The conversion of the subject indexing tools was also accompanied by far-reaching institutional transformations. Both institutions initially developed independently from institute libraries to supra-regional subject libraries. This meant not only an increase in the number of staff, but also the establishment of separate scientific services with specialized scholarly staff, partly with a doctorate in economics who developed and maintained the thesauri.

[top of entry]

3. The STW in its current form

At first, the standardization of content description in business and economics information primarily addressed a German-speaking scientific community. As a result, the first version of the STW, published in 1998, was available only in German. With this essentially German-speaking user group in mind, the STW claimed to serve as a standard, as reflected in the German name of the thesaurus. As with other disciplines, however, the scientific discourse within sub-disciplines of the economic sciences increasingly became more international. In 2007, the ZBW exclusively assumed responsibility for the maintenance and development of the STW and consequently directed its information services towards an international, English-speaking, scientific community and a greater level of interoperability in the modeling of concepts. As of version 8.02, released in 2007, all descriptors in the STW are bilingual, in German and English.
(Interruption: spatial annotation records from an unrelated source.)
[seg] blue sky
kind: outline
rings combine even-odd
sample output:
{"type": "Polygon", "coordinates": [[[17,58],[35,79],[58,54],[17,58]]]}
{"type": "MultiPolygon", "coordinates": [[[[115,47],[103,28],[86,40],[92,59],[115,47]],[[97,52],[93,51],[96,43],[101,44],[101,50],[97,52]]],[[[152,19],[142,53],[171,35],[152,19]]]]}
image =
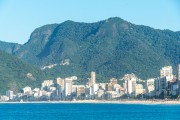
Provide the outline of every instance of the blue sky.
{"type": "Polygon", "coordinates": [[[156,29],[180,31],[179,0],[0,0],[0,40],[25,43],[45,24],[120,17],[156,29]]]}

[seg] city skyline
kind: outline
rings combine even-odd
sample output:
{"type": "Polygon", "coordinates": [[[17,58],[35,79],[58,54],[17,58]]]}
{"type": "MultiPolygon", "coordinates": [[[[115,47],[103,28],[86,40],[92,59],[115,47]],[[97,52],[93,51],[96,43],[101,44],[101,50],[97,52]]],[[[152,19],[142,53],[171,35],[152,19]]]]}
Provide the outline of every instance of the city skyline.
{"type": "Polygon", "coordinates": [[[120,17],[131,23],[156,29],[179,31],[178,0],[140,1],[0,1],[0,40],[25,43],[37,27],[62,23],[97,22],[120,17]],[[96,4],[94,4],[96,3],[96,4]]]}
{"type": "MultiPolygon", "coordinates": [[[[177,76],[180,75],[180,64],[177,76]]],[[[118,100],[179,98],[180,79],[173,75],[172,66],[164,66],[159,77],[141,80],[135,74],[125,74],[122,79],[96,82],[96,72],[90,73],[86,84],[74,84],[77,76],[44,80],[41,87],[25,86],[21,93],[7,90],[0,101],[66,101],[66,100],[118,100]]]]}

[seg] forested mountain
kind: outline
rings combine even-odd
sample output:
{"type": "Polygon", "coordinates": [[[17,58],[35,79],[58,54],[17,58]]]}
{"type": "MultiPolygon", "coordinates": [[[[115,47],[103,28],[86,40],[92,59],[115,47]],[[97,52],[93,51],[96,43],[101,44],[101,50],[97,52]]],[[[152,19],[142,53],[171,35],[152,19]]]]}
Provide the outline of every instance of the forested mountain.
{"type": "Polygon", "coordinates": [[[142,79],[158,77],[159,69],[180,63],[180,32],[135,25],[121,18],[96,23],[65,21],[33,31],[28,42],[13,53],[54,76],[120,78],[135,73],[142,79]]]}
{"type": "Polygon", "coordinates": [[[48,75],[40,69],[22,62],[12,55],[0,51],[0,93],[8,89],[20,91],[25,86],[39,87],[48,75]]]}
{"type": "Polygon", "coordinates": [[[8,42],[0,41],[0,50],[10,54],[15,53],[20,47],[21,45],[17,43],[8,43],[8,42]]]}

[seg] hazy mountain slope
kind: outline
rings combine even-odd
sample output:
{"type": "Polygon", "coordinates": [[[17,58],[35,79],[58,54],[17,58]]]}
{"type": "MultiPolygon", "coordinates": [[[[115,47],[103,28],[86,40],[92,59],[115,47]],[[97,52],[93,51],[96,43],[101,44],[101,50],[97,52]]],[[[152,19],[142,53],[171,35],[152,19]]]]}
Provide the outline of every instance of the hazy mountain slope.
{"type": "Polygon", "coordinates": [[[16,52],[20,47],[21,45],[17,43],[8,43],[8,42],[0,41],[0,50],[10,54],[16,52]]]}
{"type": "Polygon", "coordinates": [[[48,76],[41,70],[26,64],[16,57],[0,51],[0,93],[8,89],[14,92],[25,86],[39,87],[48,76]]]}

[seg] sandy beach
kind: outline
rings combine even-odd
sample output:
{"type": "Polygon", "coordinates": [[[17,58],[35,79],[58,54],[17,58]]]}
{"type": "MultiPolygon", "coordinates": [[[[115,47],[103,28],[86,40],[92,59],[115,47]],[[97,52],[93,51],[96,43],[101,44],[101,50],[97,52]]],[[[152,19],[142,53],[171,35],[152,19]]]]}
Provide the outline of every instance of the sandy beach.
{"type": "Polygon", "coordinates": [[[0,102],[0,104],[26,104],[26,103],[94,103],[94,104],[179,104],[180,100],[76,100],[76,101],[28,101],[28,102],[0,102]]]}

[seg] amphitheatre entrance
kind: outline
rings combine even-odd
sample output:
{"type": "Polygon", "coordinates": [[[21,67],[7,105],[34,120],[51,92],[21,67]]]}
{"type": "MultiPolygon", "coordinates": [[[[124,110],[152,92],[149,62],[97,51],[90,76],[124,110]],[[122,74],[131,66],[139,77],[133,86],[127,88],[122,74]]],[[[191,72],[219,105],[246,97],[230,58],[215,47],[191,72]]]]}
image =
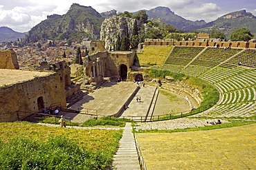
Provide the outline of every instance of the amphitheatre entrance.
{"type": "Polygon", "coordinates": [[[122,64],[120,66],[120,76],[122,81],[126,81],[127,78],[127,66],[122,64]]]}
{"type": "Polygon", "coordinates": [[[137,74],[135,76],[135,80],[136,81],[143,81],[143,76],[140,74],[137,74]]]}
{"type": "Polygon", "coordinates": [[[42,96],[37,98],[38,110],[44,108],[44,98],[42,96]]]}

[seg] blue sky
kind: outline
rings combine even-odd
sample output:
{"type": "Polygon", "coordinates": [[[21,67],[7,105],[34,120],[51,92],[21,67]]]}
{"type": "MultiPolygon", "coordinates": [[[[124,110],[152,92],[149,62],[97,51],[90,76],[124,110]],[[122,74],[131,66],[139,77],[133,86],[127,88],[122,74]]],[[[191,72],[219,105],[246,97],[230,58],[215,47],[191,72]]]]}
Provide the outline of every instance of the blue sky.
{"type": "Polygon", "coordinates": [[[65,14],[73,3],[91,6],[99,12],[111,10],[132,12],[165,6],[186,19],[206,22],[241,10],[256,16],[255,0],[8,0],[0,2],[0,27],[28,32],[47,15],[65,14]]]}

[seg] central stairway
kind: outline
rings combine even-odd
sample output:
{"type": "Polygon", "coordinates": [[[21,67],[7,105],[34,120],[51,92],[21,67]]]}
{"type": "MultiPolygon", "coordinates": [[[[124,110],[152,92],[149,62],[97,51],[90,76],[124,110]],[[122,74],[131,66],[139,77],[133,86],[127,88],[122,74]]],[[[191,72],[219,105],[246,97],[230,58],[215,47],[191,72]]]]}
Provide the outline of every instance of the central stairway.
{"type": "Polygon", "coordinates": [[[131,123],[126,123],[119,149],[113,156],[112,169],[140,170],[131,123]]]}

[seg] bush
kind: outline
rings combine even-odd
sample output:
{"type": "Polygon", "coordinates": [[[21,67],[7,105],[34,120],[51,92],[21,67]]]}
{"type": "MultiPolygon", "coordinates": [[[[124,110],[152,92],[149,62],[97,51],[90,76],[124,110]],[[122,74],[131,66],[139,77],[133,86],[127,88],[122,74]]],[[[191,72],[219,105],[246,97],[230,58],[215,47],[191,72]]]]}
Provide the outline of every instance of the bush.
{"type": "Polygon", "coordinates": [[[64,137],[47,142],[28,138],[0,142],[1,169],[108,169],[111,161],[108,153],[80,149],[64,137]]]}

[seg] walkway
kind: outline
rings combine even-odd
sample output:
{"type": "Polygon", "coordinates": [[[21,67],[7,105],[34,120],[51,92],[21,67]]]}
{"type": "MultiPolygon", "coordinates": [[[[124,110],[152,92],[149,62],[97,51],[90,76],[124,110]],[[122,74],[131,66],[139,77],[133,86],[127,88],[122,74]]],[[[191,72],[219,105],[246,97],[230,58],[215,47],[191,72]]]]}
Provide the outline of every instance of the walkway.
{"type": "MultiPolygon", "coordinates": [[[[132,82],[109,82],[93,93],[84,96],[70,109],[82,112],[87,112],[86,109],[95,109],[98,115],[113,115],[123,107],[136,88],[137,85],[132,82]]],[[[82,122],[83,120],[79,120],[82,122]]]]}
{"type": "Polygon", "coordinates": [[[123,112],[121,117],[146,116],[156,89],[156,87],[153,86],[141,87],[128,105],[129,108],[123,112]],[[140,96],[141,97],[140,102],[136,100],[137,97],[140,96]]]}
{"type": "Polygon", "coordinates": [[[127,123],[119,149],[113,156],[113,169],[140,170],[131,123],[127,123]]]}

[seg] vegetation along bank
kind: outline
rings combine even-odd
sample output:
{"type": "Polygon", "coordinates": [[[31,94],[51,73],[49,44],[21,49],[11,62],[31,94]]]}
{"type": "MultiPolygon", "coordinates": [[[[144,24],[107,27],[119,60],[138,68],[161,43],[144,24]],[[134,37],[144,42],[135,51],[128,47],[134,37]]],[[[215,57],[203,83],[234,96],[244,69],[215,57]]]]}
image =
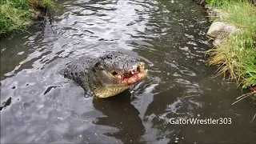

In addition, the publication of the STW on the Web and its first complete overhaul decisively shaped the current appearance of the thesaurus.

[top of entry]

3.1 Web publication

The goal of the web-based version of the STW in 2009 was its reusability by people as well as by machines (Neubert 2009). The web version applied two main technologies: SKOS, the Simple Knowledge Organization System for defining concepts and their interrelations, and RDFa, a technique for embedding machine-readable data into human-readable web pages, as described in section 4. At the time that both technologies were in their final states of standardization by the World Wide Web Consortium, the Linked Open Data on the web movement was just emerging. A few extensions (e.g., for the category system of the STW) were added to cover all semantic structures of the STW. The web pages and all related services derive from one set of publicly available SKOS files obtained and converted from the maintenance system. This ensures consistency across diverse methods of content publication.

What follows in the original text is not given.